The City of South Lake Tahoe has a moral and legal obligation to reinstate the permits and waiting list existing at the time the unconstitutional measure passed. The former City Council could have postponed enactment of the measure until the legal issues were resolved, but chose to support a progressive democrat platform instead of our local small investors.

Now that it is settled that Measure T was unconstitutional, everything should be restored as closely as possible to how it existed at the time it passed. The interruption in the permits is not the fault of the permit holders; they did nothing wrong and suffered enormously. Any other action would be immoral and a breach
of contract with the permit holders. As constructed, the permits are automatically renewable contracts which are binding under California law. The permit holders who were forced to sell their properties because of Measure T should be afforded an opportunity to re-establish in a new location.

Also, as I have previously documented, Measure T was not only unconstitutional because of the preference for residents the court cited for invalidating it, the measure also violated the “California Constitution, ARTICLE II VOTING, INITIATIVE AND REFERENDUM, AND RECALL [SECTION 1 – SEC. 20] SEC. 11.
(a) Initiative and referendum powers may be exercised by the electors of each city or county under procedures that the Legislature shall provide. Except ….(b) A city or county initiative measure may not include or exclude any part of the city or county from the application or effect of its provisions” (applicable to South Lake Tahoe because it is not a Charter City). Because Measure T only applied to specific sections
of the city. The City should have prevented the measure from being placed on the ballot in the first place.

There has been some rumors about mythical problems re-issuing the permits from the pro Measure T factions, it is all nonsense.
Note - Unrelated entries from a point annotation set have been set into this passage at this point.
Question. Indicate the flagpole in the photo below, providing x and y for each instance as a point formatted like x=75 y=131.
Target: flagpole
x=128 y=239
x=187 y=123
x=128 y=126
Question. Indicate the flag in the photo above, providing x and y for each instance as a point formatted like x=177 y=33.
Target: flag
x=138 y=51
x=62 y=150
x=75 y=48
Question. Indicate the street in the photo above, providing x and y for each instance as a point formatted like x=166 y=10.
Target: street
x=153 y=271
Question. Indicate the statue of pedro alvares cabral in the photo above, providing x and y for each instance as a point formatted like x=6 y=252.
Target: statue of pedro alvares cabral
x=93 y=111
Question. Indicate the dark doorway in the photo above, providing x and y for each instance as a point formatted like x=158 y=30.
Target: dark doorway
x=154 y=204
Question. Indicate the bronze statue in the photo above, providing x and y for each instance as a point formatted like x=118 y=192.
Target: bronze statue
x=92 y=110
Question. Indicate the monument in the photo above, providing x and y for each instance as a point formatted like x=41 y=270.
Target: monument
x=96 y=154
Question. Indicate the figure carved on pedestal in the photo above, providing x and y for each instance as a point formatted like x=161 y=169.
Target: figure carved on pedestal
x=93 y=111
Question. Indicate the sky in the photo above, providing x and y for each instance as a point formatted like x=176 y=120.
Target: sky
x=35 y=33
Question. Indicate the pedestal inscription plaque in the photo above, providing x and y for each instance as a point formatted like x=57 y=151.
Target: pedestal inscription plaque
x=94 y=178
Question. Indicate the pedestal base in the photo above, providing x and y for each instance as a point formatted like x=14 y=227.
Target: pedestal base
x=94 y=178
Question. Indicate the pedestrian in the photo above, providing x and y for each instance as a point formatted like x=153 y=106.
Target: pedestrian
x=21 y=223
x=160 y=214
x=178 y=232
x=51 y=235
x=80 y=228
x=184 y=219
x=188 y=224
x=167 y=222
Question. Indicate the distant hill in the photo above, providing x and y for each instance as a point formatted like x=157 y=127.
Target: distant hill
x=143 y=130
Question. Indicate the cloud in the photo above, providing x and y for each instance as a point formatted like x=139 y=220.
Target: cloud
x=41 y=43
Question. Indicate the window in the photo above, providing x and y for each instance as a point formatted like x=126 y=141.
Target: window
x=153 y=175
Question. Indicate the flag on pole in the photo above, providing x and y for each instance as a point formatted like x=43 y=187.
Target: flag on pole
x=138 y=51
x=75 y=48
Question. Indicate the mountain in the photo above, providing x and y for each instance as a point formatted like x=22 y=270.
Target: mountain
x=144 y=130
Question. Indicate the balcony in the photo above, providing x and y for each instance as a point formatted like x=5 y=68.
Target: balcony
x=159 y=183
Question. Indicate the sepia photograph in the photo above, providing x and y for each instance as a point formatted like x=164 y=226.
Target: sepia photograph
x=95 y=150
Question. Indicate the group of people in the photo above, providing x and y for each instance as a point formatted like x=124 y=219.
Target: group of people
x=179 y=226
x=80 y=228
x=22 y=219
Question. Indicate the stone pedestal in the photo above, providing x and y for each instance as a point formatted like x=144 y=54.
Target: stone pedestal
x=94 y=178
All 1,400 permits were re-evaluated, inspections made and new permits issued every year in the past, so it is obviously not that big a deal.

It would save time in processing renewal of the permits if the City would recognize that those in good standing at the time Measure T took effect should be considered to still be in good standing now, as its invalidation should return everything to the point where it took effect. And there would be no need to process all of the future renewals on the same day as alleged if the City would simply maintain the permits
original anniversary dates for renewal and simply pro-rate their first permit fees for the number of months it will be valid – thereafter, they will automatically be staggered the same as they were prior to the illegal interruption.

VHRs are really no different than any other home; people stay there, eat there, sleep there – the same as every other residence in the city. The rules should be the same for all residences and enforced the same too.

The new rules should prevent any parties are other disturbances for both.

There is also nothing wrong with operating them as a business. State, Federal and even the IRS recognize the right to operate a business in a residence. Accountants, contractors, writers, artists and many other professions routinely operate a business in their homes.

Measure T had a devastating effect on the local economy and employment and the City needs the TOT revenue that the VHRs would provide. Let’s get SLT working again – Restore the VHR Permits Now.